DeepMind has used a large language model (LLM) to generate a novel solution to one of humanity’s toughest math problems — in a breakthrough that could herald a new era in AI development.
The model, known as FunSearch, discovered a solution to the so-called “cap set puzzle.” The decades-old math conundrum essentially comes down to how many dots you can joint down on a page while drawing lines between them, without three of them ever forming a straight line.
If that gave you a migraine, don’t worry. What’s important to note is that the problem has never been solved, and researchers have only ever found solutions for small dimensions. Until now.
FunSearch successfully discovered new constructions for large cap sets that far exceeded the best-known ones. While the LLM didn’t solve the cap set problem once and for all (contrary to some of the news headlines swirling around), it did find facts new to science.
“To the best of our knowledge, this shows the first scientific discovery – a new piece of verifiable knowledge about a notorious scientific problem — using an LLM,” wrote the researchers in a paper published in Nature this week.
In previous experiments, researchers have used large language models to solve maths problems with known solutions.
FunSearch works by combining a pre-trained LLM, in this case a version of Google’s PaLM 2, with an automated “evaluator.” This fact-checker guards against the production of false information.
LLMs have been shown to regularly produce so-called “hallucinations” — basically when they just make shit up and present it as fact. This has, naturally, limited their usefulness in making verifiable scientific discoveries. However, researchers at the London-based lab claim that the use of an in-built fact-checker makes FunSearch different.

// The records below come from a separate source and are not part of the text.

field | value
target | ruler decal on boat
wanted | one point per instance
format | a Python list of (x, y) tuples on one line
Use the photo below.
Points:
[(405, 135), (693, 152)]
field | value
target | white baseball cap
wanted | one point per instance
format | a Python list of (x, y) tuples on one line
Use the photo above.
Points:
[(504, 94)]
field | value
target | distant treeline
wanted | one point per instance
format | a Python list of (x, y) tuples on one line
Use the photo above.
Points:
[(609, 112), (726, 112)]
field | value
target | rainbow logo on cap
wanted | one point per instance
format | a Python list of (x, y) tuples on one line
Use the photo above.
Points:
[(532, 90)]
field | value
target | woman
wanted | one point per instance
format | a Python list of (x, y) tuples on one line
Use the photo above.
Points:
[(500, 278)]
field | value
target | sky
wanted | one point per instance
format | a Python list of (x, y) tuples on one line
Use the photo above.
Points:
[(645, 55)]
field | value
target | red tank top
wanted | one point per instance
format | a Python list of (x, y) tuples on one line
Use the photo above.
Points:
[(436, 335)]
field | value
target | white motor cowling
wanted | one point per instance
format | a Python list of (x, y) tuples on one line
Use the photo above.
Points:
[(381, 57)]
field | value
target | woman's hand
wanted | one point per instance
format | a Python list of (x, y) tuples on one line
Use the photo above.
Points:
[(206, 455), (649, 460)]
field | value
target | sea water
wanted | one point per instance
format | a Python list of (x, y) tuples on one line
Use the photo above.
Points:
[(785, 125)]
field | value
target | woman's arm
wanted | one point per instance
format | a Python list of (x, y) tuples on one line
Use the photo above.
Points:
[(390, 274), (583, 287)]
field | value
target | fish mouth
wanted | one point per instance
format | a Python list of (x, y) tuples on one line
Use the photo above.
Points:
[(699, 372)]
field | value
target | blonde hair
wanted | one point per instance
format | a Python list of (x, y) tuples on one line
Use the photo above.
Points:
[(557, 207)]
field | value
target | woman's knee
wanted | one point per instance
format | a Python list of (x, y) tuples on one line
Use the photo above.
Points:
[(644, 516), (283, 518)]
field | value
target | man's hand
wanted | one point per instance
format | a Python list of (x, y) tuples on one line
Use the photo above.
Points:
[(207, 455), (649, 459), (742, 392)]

FunSearch engages in a continuous back-and-forth dance between the LLM and the evaluator. This process transforms initial solutions into new knowledge.
What also makes the tool quite promising for scientists is that it outputs programs that reveal how its solutions are constructed, rather than just what the solutions are.
“We hope this can inspire further insights in the scientists who use FunSearch, driving a virtuous cycle of improvement and discovery,” said the researchers.